Ora, considerando que se trata de um incidente sem regulação especifica, deverá ser-lhe aplicável o disposto nos arts. 358.º a 360.º do C.P.C., por remissão do disposto no art.º 4.º, do C.P.P.

Refere ainda o mesmo arguido que a presente causa tem valor superior à alçada do tribunal de que se recorre e a decisão impugnada é desfavorável ao recorrente em valor superior a metade da alçada desse tribunal.

Assim, apesar de o ora requerente ter sido condenado em primeira instância e no Tribunal da Relação de Coimbra, as motivações condenatórias são completamente distintas, não existindo dupla conforme, pelo que, em sua opinião, deveria o Supremo Tribunal de Justiça ter apreciado.

3. Colhidos os vistos e realizada Conferência, cumpre apreciar e decidir.

II. Fundamentação

1. No que concerne ao requerido pelas mencionadas arguidas, começamos por dizer que todas as questões relevantes (e foram inúmeras, reconheça-se!) para o mérito da decisão, constantes das Conclusões da motivação dos recursos, foram devidamente apreciadas no acórdão em causa.

Conforme é conhecido, de acordo com a jurisprudência consolidada deste Supremo Tribunal de Justiça[1], o vício da omissão de pronúncia ocorre quando o Tribunal não se pronuncia sobre questões com relevância para a decisão de mérito e não quanto a todo e qualquer argumento aduzido.

O vocábulo “questões” não abrange todos os argumentos invocados pelos sujeitos processuais/partes, reportando-se apenas às concretas controvérsias centrais a dirimir.

Dito isto, todas as invocadas inconstitucionalidades de normas, nas interpretações dadas pelo tribunal recorrido, foram objeto de apreciação, no sentido de não se verificarem, dado as mesmas não violarem princípios ou nomas constitucionais, designadamente as que foram indicadas.

A única exceção foi relativamente ao art. 412.º n.º 5, do C.P.P., por dizer respeito a um despacho interlocutório, que não cabia nos poderes de cognição do Supremo Tribunal de Justiça.

Por último, é falso que o acórdão não se tenha pronunciado sobre a alegada prescrição do procedimento criminal dos crimes de foi vítima a cidadã de nacionalidade ... EE (Cfr. a fls. 89 do acórdão).

É perfeitamente legítimo que as ora requerentes não tenham ficado satisfeitas, a este propósito, com a decisão do Tribunal, ao não ter considerado prescrito o respetivo procedimento criminal, mas não a ponto de referiram que o tribunal não se pronunciou sobre esta questão.

2. Passando agora ao requerido pelo arguido DD, não corresponde também à verdade que o Tribunal não se tenha pronunciado sobre a invocada violação do princípio ne bis in idem.
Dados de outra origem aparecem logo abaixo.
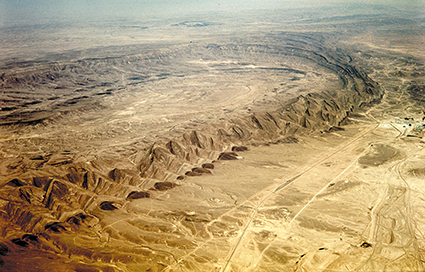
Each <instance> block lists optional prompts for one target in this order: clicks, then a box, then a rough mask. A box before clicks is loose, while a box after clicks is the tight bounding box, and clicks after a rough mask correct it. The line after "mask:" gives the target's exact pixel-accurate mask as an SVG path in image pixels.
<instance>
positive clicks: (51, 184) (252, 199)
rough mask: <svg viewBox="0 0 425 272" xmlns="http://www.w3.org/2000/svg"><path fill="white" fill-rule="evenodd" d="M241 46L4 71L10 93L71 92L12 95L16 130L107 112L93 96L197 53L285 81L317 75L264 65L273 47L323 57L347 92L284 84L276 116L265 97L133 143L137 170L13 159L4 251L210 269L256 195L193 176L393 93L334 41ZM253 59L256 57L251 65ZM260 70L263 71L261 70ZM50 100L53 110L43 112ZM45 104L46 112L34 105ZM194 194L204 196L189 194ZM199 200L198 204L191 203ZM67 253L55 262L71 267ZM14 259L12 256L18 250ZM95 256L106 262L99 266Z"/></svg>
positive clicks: (309, 36)
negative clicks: (301, 87)
mask: <svg viewBox="0 0 425 272" xmlns="http://www.w3.org/2000/svg"><path fill="white" fill-rule="evenodd" d="M239 44H240V43H234V44H232V43H229V44H224V45H217V44H207V45H202V46H199V47H190V46H186V47H178V48H177V49H169V50H166V51H164V52H161V53H152V55H149V56H143V57H142V56H133V57H121V58H116V59H85V60H81V61H77V62H74V63H70V64H60V63H59V64H52V63H49V64H42V67H43V68H42V69H38V68H37V69H25V65H24V64H21V66H20V67H18V68H16V69H15V70H16V71H13V72H10V73H7V74H3V75H2V77H1V82H2V83H1V84H2V85H1V86H2V88H6V89H13V90H19V89H20V88H28V86H32V87H31V88H35V89H37V88H41V89H43V88H47V89H48V88H53V89H55V90H59V91H60V92H62V91H63V92H64V93H63V97H67V100H66V101H62V100H61V99H59V98H54V99H53V98H52V99H44V98H43V97H40V99H39V100H37V99H38V98H36V99H35V100H34V101H40V102H37V103H32V102H25V101H18V100H19V99H18V100H16V101H12V102H13V103H15V104H13V103H12V104H13V105H12V104H11V105H12V106H8V107H3V108H2V112H3V121H2V125H3V126H6V127H9V126H10V127H12V128H19V127H22V125H24V124H25V125H34V126H40V125H41V126H46V127H48V126H49V124H50V123H51V122H52V124H56V123H55V122H61V121H60V120H61V119H60V118H62V117H60V118H59V119H56V117H57V116H56V115H57V114H58V113H61V114H63V111H62V109H64V110H67V111H68V110H69V109H70V107H71V106H70V105H75V110H77V109H78V110H79V111H80V110H81V109H83V108H84V107H86V106H88V105H93V104H96V105H98V106H99V109H101V108H104V107H106V106H105V104H104V102H102V101H103V100H101V99H95V100H94V102H93V101H91V99H92V97H95V96H97V97H100V96H110V95H111V96H113V95H114V92H115V90H119V87H117V86H121V87H120V88H124V89H125V88H129V87H128V86H131V85H132V84H134V85H138V86H141V85H143V84H148V83H147V82H148V81H155V82H158V81H161V80H167V78H170V77H171V78H173V77H178V76H179V75H178V73H179V71H178V70H173V69H175V67H174V66H173V67H172V66H167V65H165V67H168V69H169V70H170V71H167V72H164V71H162V72H161V74H157V73H155V69H152V67H151V66H150V68H149V70H143V69H142V67H143V65H145V64H146V62H149V63H151V62H152V61H154V62H156V63H157V65H164V64H167V63H169V62H172V61H174V59H175V58H177V56H182V57H179V59H177V60H175V61H176V62H178V63H179V62H182V63H187V60H188V58H189V57H188V56H192V55H202V61H206V60H208V58H210V59H212V58H213V56H215V58H217V56H220V57H221V56H222V55H224V54H229V55H232V56H236V57H237V60H236V61H233V62H232V63H230V64H229V63H223V62H218V63H215V62H213V61H212V60H210V62H209V64H208V65H209V67H210V68H213V69H215V70H216V71H219V70H223V69H224V70H225V71H226V72H232V73H241V71H244V70H246V69H257V70H259V71H261V72H262V71H273V73H277V76H279V73H281V72H282V71H283V72H289V73H293V74H296V75H303V74H304V73H305V72H303V71H302V70H299V69H298V68H290V67H288V66H287V65H286V66H284V65H282V66H278V67H276V66H272V67H271V66H262V65H257V63H256V62H260V61H259V60H258V59H259V58H261V56H264V55H262V52H266V53H265V54H270V55H271V56H273V59H274V60H277V61H279V60H282V61H284V60H288V59H290V60H303V61H304V62H307V63H311V64H314V65H315V66H317V67H320V69H322V70H321V71H327V73H330V74H331V75H334V76H335V78H336V79H337V80H336V81H337V82H339V83H338V85H337V86H338V88H334V89H329V90H315V91H314V92H306V93H305V94H303V95H299V96H296V97H295V98H293V99H292V100H291V101H289V102H288V101H284V100H282V101H280V100H279V99H282V97H280V96H279V94H278V92H277V91H276V92H275V98H274V99H275V100H273V103H272V102H270V101H269V102H270V104H269V105H270V109H269V110H267V111H266V110H265V106H264V105H268V104H267V101H265V102H264V104H261V103H260V104H257V108H256V109H257V110H256V111H253V112H251V113H245V114H243V115H240V116H232V115H231V116H230V118H228V119H224V120H221V121H217V120H214V122H210V123H208V124H207V125H203V126H198V127H196V128H195V129H188V128H186V129H183V130H181V134H179V135H177V134H175V135H173V137H167V136H164V137H162V139H161V140H157V141H155V142H154V143H151V144H150V145H148V146H146V147H145V149H143V150H141V149H136V150H134V149H133V151H132V152H133V153H132V155H131V156H132V158H133V159H132V163H133V165H131V164H121V166H115V165H114V162H111V160H108V159H104V158H101V157H100V158H99V157H97V158H93V157H90V156H88V155H81V154H78V153H75V152H74V151H67V150H62V151H61V152H52V153H47V154H46V153H44V154H41V155H33V156H21V157H19V159H17V160H12V163H10V164H8V165H6V166H5V167H4V168H5V169H6V170H3V172H4V173H5V177H6V178H4V179H3V180H2V187H1V191H2V201H1V204H2V210H3V213H2V215H3V216H2V220H3V222H4V226H5V227H3V233H4V239H6V240H5V241H6V242H4V243H3V244H1V246H2V248H4V251H7V250H8V249H9V248H20V249H22V250H26V251H27V252H31V254H33V253H34V252H36V251H42V252H44V253H45V254H46V256H50V255H52V254H62V256H68V259H71V264H69V265H70V266H73V267H74V268H75V269H78V267H80V266H81V267H86V266H87V267H90V266H95V267H98V268H101V269H106V270H107V269H110V270H114V269H117V270H123V271H126V270H131V271H141V270H143V269H145V270H148V269H156V270H161V269H165V268H166V267H168V268H170V267H174V268H175V269H182V270H185V269H186V270H187V269H192V270H199V269H202V263H203V262H204V261H205V262H206V261H207V260H208V262H211V263H213V264H214V263H220V262H222V260H224V259H225V257H226V254H227V252H229V250H230V249H231V248H230V246H229V244H228V243H227V242H226V239H228V238H231V237H236V236H237V235H238V234H239V233H240V228H241V227H242V226H243V225H244V224H245V222H244V220H243V219H240V218H238V217H234V214H232V213H229V214H228V215H226V213H227V212H228V210H229V208H234V207H237V208H238V210H237V212H240V213H241V214H243V215H247V214H249V213H250V212H251V211H252V204H253V203H255V201H256V198H255V197H253V198H251V200H249V201H248V202H245V204H243V205H242V206H240V201H239V199H238V196H237V195H235V194H233V193H230V192H228V191H226V190H225V189H220V188H219V187H215V186H210V187H208V188H204V187H203V186H202V185H198V184H196V182H193V178H192V177H195V176H197V177H200V176H202V177H205V176H208V175H211V174H212V173H213V172H214V171H215V170H214V168H215V167H214V165H215V164H214V163H215V162H216V161H220V162H225V161H227V160H237V159H238V158H239V157H240V154H241V153H242V152H244V151H246V150H247V149H248V148H247V146H248V147H249V146H255V145H258V144H264V143H268V144H270V143H273V144H278V143H281V144H285V143H286V144H296V143H297V142H298V141H299V140H298V139H297V137H299V136H300V135H303V134H308V133H313V132H318V131H321V132H323V133H334V132H336V131H339V130H343V129H342V128H341V126H343V125H344V124H346V122H347V121H348V118H349V116H350V115H353V114H355V113H356V112H358V111H360V110H362V109H363V108H366V107H368V106H372V105H373V104H375V103H378V102H379V101H380V100H381V98H382V96H383V89H382V88H381V87H380V86H379V85H378V84H377V83H376V82H374V81H373V80H372V79H370V78H369V77H368V76H367V75H366V74H365V73H364V72H362V71H360V70H359V68H357V67H355V66H353V65H352V64H350V61H351V57H350V56H348V55H347V54H344V53H342V52H341V51H340V50H336V49H335V48H334V47H332V46H330V45H327V44H326V43H324V42H323V40H322V39H320V37H318V36H317V35H316V34H314V35H313V34H311V35H308V34H299V35H297V34H291V33H279V34H275V35H270V36H267V37H265V38H264V39H261V42H260V41H259V40H254V42H253V43H252V44H249V45H239ZM242 44H244V43H242ZM182 59H183V60H184V61H182ZM246 60H249V61H250V62H252V63H245V62H244V61H246ZM258 64H261V63H258ZM155 65H156V64H154V67H156V66H155ZM256 65H257V66H258V67H257V68H252V67H251V66H256ZM248 66H249V67H248ZM105 67H113V71H114V72H113V73H112V74H108V75H106V68H105ZM188 69H189V68H188ZM190 69H192V70H190ZM190 69H189V72H188V75H197V74H200V73H201V72H200V71H199V70H197V68H196V69H195V68H193V66H190ZM17 70H23V72H20V71H19V72H17ZM81 71H82V72H81ZM129 71H131V72H129ZM135 71H137V72H135ZM136 74H137V75H136ZM89 75H92V76H93V77H96V80H94V81H95V82H99V81H100V82H102V81H105V83H101V85H100V86H105V88H106V87H107V88H112V87H109V86H110V85H111V86H112V85H113V86H115V87H113V88H114V89H108V90H106V92H99V89H98V88H96V86H97V85H96V86H95V85H93V86H94V87H93V88H91V87H90V88H88V87H87V86H88V85H87V84H88V83H87V82H89V81H90V77H89ZM188 75H185V76H188ZM274 75H276V74H274ZM103 77H105V79H103ZM93 84H95V83H93ZM96 84H98V83H96ZM77 85H81V86H84V88H82V89H81V90H80V89H79V90H78V92H73V93H84V95H83V96H76V97H73V98H69V97H68V95H66V92H68V91H69V90H71V89H73V88H75V87H76V86H77ZM90 86H91V85H90ZM89 89H90V90H92V91H90V90H89ZM124 89H123V90H124ZM59 91H58V92H59ZM281 91H282V92H283V91H284V90H281ZM46 93H47V94H48V95H50V94H49V93H48V91H46ZM126 95H127V94H123V96H122V97H125V96H126ZM162 95H163V94H162ZM48 101H54V102H48ZM55 101H58V102H55ZM84 101H85V102H84ZM22 103H23V104H22ZM28 103H29V104H28ZM44 104H45V105H48V106H49V109H50V110H46V109H43V105H44ZM33 105H38V106H37V107H40V109H36V110H33V109H32V108H31V107H32V106H33ZM72 107H73V106H72ZM72 107H71V108H72ZM21 109H24V110H21ZM9 112H12V113H10V114H9ZM80 112H84V111H80ZM89 112H93V110H92V109H91V110H90V111H89ZM78 114H81V113H78ZM55 116H56V117H55ZM27 117H28V118H27ZM55 120H56V121H55ZM58 120H59V121H58ZM29 138H31V136H29ZM5 141H9V142H11V141H13V139H12V140H10V139H9V140H5ZM88 158H91V159H88ZM130 165H131V166H130ZM179 192H180V193H179ZM170 194H172V195H173V196H172V197H171V198H170ZM174 194H181V195H180V196H178V195H174ZM188 195H189V196H190V195H191V196H193V197H192V198H186V196H188ZM260 195H261V194H259V195H258V196H260ZM182 197H185V198H184V199H182ZM251 202H252V203H251ZM193 206H197V207H198V209H197V210H196V211H191V210H187V209H186V208H187V207H193ZM286 213H287V211H286V210H284V209H283V210H280V209H278V210H277V211H276V213H274V212H273V216H278V217H279V218H280V217H282V218H283V217H286V216H287V214H286ZM6 222H7V223H6ZM10 223H12V224H10ZM229 226H231V227H229ZM264 235H267V233H264ZM214 241H218V242H214ZM206 245H213V246H214V247H217V248H216V249H214V250H213V251H214V252H213V251H208V250H207V248H206V247H203V246H206ZM13 252H14V254H17V255H19V253H16V251H13ZM44 253H43V254H44ZM194 253H196V254H194ZM34 254H35V253H34ZM49 254H50V255H49ZM6 255H7V254H6ZM8 256H11V255H10V254H9V255H8ZM201 256H202V257H201ZM10 258H11V257H10ZM61 258H62V257H55V258H53V259H55V260H56V261H57V262H62V261H61V260H62V259H61ZM63 258H65V257H63ZM5 260H6V262H7V258H6V257H5ZM76 260H79V261H78V262H77V261H76ZM93 261H100V263H101V264H99V265H97V264H96V265H95V264H91V262H93ZM62 265H64V266H66V265H65V264H62ZM192 265H193V266H192ZM210 265H211V264H208V267H209V266H210Z"/></svg>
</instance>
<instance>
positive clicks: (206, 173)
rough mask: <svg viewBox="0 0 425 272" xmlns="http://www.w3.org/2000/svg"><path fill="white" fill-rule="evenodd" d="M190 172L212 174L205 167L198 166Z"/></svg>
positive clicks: (200, 173) (195, 167) (192, 169)
mask: <svg viewBox="0 0 425 272" xmlns="http://www.w3.org/2000/svg"><path fill="white" fill-rule="evenodd" d="M192 172H193V173H199V174H212V173H211V171H210V170H208V169H205V168H198V167H195V168H193V169H192Z"/></svg>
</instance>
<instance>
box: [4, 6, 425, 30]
mask: <svg viewBox="0 0 425 272" xmlns="http://www.w3.org/2000/svg"><path fill="white" fill-rule="evenodd" d="M371 3H373V4H382V5H392V6H396V7H398V8H406V7H410V6H416V8H415V9H416V11H418V10H419V11H424V10H425V9H424V7H425V0H357V1H354V0H296V1H294V0H230V1H229V0H139V1H137V0H67V1H65V0H0V24H1V25H3V26H4V25H10V24H14V23H16V22H26V23H30V24H31V23H39V22H46V21H52V20H54V21H61V20H69V19H73V20H74V19H76V20H85V19H93V20H97V19H98V18H99V17H100V18H119V17H137V18H141V19H142V18H148V17H156V18H161V17H169V16H172V15H175V14H180V15H182V14H191V15H196V14H201V13H205V12H211V11H216V12H243V11H246V10H250V9H251V10H252V9H289V8H294V7H306V6H323V5H334V4H339V5H341V4H342V5H349V4H354V5H362V4H371Z"/></svg>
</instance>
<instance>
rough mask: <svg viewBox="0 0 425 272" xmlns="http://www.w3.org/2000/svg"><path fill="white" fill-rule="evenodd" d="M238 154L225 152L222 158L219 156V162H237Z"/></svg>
mask: <svg viewBox="0 0 425 272" xmlns="http://www.w3.org/2000/svg"><path fill="white" fill-rule="evenodd" d="M237 156H238V154H236V153H235V152H223V153H221V154H220V156H218V160H222V161H224V160H237V159H238V158H237Z"/></svg>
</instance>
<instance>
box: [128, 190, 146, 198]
mask: <svg viewBox="0 0 425 272" xmlns="http://www.w3.org/2000/svg"><path fill="white" fill-rule="evenodd" d="M150 197H151V195H150V194H149V193H148V192H137V191H134V192H131V193H130V194H129V195H128V196H127V199H139V198H150Z"/></svg>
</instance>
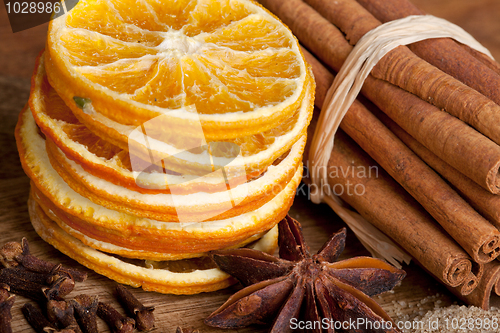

Como é fácil constatar, o acórdão pronunciou-se, até com algum desenvolvimento, sobre a pretensa violação do princípio ne bis in idem, aliás, invocada por todos os recorrentes, chegando à conclusão de que não houve qualquer violação de tal princípio (Cfr. III. Fundamentação, n.º 2).

Com efeito, uma vez que a factualidade objeto do processo n.º 2.../2011, da Audiencia ... (Espanha), .... 1.ª, no qual foi proferida sentença em 1.ª instância, que foi confirmada por Sentença n.º 8...1/2014 do Supremo Tribunal de Espanha, de 26/12/2014, no que tange à arguida AA (e também às arguidas BB e CC), era relativa a duas cidadãs ... ( FF e GG) que não são visadas na factualidade que vem imputada a tais arguidas na acusação contra as mesmas deduzida nos presentes autos, sendo certo que a decisão dele emergente saldou-se na condenação das mesmas pela prática de dois crimes relativos à prostituição, pp. e pp. pelo art. 188.º, n.º 1 do Código Penal espanhol - correspondente ao crime de lenocínio de acordo com a legislação portuguesa (de que foram vítimas as mencionadas cidadãs ... FF e GG).

No que concerne concretamente ao arguido DD, foi também assinalado que o objeto do mencionado processo espanhol é totalmente diverso do objeto do processo delimitado nos presentes autos, nos termos da acusação deduzida contra tais arguidos, em virtude da factualidade que subjaz à incriminação que neles lhes vem imputada respeitar a vítimas distintas, razão pela qual as instâncias consideraram (e bem) não haver violação do princípio ne bis in idem, cuja consagração constitucional plasmada no art. 29º, nº 5 do C.R.P., se não mostra, de todo, posta em causa.

Nestes termos, o arguido DD tem todo o direito de discordar do decidido, a este respeito, mas dizer que o acórdão não se pronunciou sobre esta questão é, com todo o respeito, processualmente intolerável.

Carece, igualmente, de fundamento a alegação de que o acórdão não tenha abordado aquilo que o reclamante chama de coincidência factual (!) dos factos integradores dos crimes de tráfico de pessoas e de auxílio à imigração ilegal.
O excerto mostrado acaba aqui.